White, one might argue, is the primary colour of cinema: the screen's sheen before the projection. Manfred Neuwirth's video work Snow/Schnee begins with close-ups of textures found in the white of snow-covered landscapes: transient traces inscribed on snow reflecting the shadow of trees and branches. The brightest of all colours stands for innocence and peace, but for some cultures it also symbolizes mourning (e.g. in Buddhism), death or the spirit world.
The sequence of frames lends a tinge of the unreal to Snow/Schnee; these movements unfold as if in a dream. Following the prologue, a fragmented story unfolds, beginning with the first of a series of 23 three-minute movements, accompanied by Minimal organ music: a night trip through a wintery landscape in slow motion, snow gently falling; the trip takes us from a deserted road in the woods to the center of a health resort in Lower Austria – a shot of the local ski piste closes the scene, before fading into black. This will be the only scene not fading into white at the end.
Neuwirth is rigorous in keeping a distance, looking with an outsider's eye at the spectacle of winter sports, for instance the current ski world cup. Blurred public announcements in a distance remain cloudy, drenched in pathos, linger as background noise; the floodlit piste of the Magic Mountain, viewed from the parking lot, sets the scenario for an elusive thriller. Subjective views of movements on snow form a leitmotif. On a sleigh we race from light into darkness, and the scrunching steps of an anonymous camera man, moving on snowshoes through the landscape, provide the necessary contrast to the whooshing sounds of a downhill race on the iced up race track, as does the slow motion descent on a snowboard.
Several tourist facilities are captured like exotic phenomena: a sightseeing platform beneath a sky filled with drifting clouds, and a telescope, set in motion as if by an invisible hand, are transformed into wuthering winds; the wooden façade of a shop shut down a long time ago, bearing the name “Louvre”; a lit up tunnel for sleighs yawns like a neon-coloured gap in the night; a listless or alcohol-inspired to and fro in front of apres-ski discos, their blasting pop sounds mutually drowning each other out competing for attention; and the shadow of a man moving up a staircase to catch a view, with a camera dangling from his arm. Winter tourism machines are running at the command of an invisible hand: the cable cars in their incessant see-saw up and down; a snow gun spouts jets, while a lonely piste bully grooms the white upon a hill.

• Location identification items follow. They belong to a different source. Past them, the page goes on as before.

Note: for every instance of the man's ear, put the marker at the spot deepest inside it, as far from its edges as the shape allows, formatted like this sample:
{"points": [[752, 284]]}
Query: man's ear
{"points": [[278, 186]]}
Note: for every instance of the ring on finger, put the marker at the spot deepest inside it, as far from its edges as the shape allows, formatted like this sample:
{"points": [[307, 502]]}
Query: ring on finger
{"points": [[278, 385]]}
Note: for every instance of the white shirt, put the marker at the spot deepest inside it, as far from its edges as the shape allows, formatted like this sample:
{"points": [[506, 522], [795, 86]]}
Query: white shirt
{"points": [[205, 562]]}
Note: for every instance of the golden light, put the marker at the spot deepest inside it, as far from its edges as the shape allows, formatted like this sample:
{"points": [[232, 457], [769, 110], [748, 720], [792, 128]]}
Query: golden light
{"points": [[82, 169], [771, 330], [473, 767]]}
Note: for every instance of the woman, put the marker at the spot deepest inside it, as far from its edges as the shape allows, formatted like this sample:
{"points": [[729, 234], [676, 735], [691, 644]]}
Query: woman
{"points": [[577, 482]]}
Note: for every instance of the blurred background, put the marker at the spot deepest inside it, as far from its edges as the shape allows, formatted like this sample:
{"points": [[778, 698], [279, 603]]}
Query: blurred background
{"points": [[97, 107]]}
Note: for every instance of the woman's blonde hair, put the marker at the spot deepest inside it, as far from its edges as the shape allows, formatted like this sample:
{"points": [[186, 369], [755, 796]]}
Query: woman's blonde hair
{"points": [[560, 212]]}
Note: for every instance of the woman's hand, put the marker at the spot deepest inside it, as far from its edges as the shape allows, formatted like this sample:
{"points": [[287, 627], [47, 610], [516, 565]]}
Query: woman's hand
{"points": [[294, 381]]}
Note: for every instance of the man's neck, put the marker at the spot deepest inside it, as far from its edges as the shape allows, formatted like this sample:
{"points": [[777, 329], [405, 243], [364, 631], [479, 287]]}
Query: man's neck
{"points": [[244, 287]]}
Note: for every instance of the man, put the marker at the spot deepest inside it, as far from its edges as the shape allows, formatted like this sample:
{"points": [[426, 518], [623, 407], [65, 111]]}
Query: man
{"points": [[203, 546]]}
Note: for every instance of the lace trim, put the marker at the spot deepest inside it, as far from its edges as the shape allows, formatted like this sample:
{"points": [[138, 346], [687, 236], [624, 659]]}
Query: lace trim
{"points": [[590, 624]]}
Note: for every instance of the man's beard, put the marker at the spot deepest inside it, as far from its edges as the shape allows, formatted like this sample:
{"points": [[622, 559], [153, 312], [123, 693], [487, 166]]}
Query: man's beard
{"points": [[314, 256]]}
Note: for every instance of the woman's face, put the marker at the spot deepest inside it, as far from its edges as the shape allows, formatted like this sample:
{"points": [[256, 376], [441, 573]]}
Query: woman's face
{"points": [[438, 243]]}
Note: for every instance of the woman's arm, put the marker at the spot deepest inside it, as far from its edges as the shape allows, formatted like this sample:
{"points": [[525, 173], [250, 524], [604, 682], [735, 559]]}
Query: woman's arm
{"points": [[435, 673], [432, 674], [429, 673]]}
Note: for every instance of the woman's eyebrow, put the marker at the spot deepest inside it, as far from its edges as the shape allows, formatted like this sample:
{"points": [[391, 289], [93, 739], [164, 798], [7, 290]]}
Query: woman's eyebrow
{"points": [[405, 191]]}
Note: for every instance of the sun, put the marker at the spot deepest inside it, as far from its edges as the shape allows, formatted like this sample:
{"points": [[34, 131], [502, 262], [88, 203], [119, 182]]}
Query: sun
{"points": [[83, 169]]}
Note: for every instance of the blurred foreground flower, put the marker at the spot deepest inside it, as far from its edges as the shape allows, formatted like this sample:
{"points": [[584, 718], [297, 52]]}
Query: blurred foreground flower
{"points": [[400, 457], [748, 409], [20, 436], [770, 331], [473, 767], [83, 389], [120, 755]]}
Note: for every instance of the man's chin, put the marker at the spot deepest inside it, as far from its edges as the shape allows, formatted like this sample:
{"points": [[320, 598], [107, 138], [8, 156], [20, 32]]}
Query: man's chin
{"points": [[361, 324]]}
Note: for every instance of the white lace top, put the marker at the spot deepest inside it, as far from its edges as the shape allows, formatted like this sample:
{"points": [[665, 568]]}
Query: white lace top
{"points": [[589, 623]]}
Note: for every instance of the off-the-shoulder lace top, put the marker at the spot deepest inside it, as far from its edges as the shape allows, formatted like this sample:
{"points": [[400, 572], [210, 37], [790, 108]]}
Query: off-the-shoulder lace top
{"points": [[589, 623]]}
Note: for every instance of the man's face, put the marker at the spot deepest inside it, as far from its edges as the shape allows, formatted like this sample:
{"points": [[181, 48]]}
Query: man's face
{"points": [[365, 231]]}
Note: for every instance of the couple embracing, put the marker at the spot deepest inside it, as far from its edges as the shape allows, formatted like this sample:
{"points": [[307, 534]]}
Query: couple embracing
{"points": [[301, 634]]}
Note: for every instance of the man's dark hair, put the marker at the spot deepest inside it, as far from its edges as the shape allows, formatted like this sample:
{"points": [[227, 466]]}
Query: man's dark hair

Repeatedly the camera's eye drifts off people's bustle to gather impressions of nature: snow covered trees against the backdrop of idyllic bell chiming; the sun breaking through a bunch of clouds drifting slowly across the sky; the foggy landscape seen from a terrace; a glimpse into the forest, into the tree crowns, light flashing from between the trunks, only the sound of a car bruising the forest's silence; barely visible, a few hikers pass through the frame in a distance.
In this production, shot in the Semmering region, life in and with snow is fathomed in an almost systematic manner. It is, like all other films of Neuwirth, the work of a trained and honed eye, a work that subtly balances speedup and slowdown. A high-end sound system is indispensable for the best experience of Snow/Schnee: From field recordings on location, Christian Fennesz has composed a mysterious soundtrack, oscillating between Dark Ambient, Drones and Musique concrète, painting a sinister atmosphere, fusing echoes of pop music with scraps of conversation. This mood piece on winter sports, alpine and ski tourism, is a study of a latently spooky biotope, where people are but peripheral, fleeting appearances.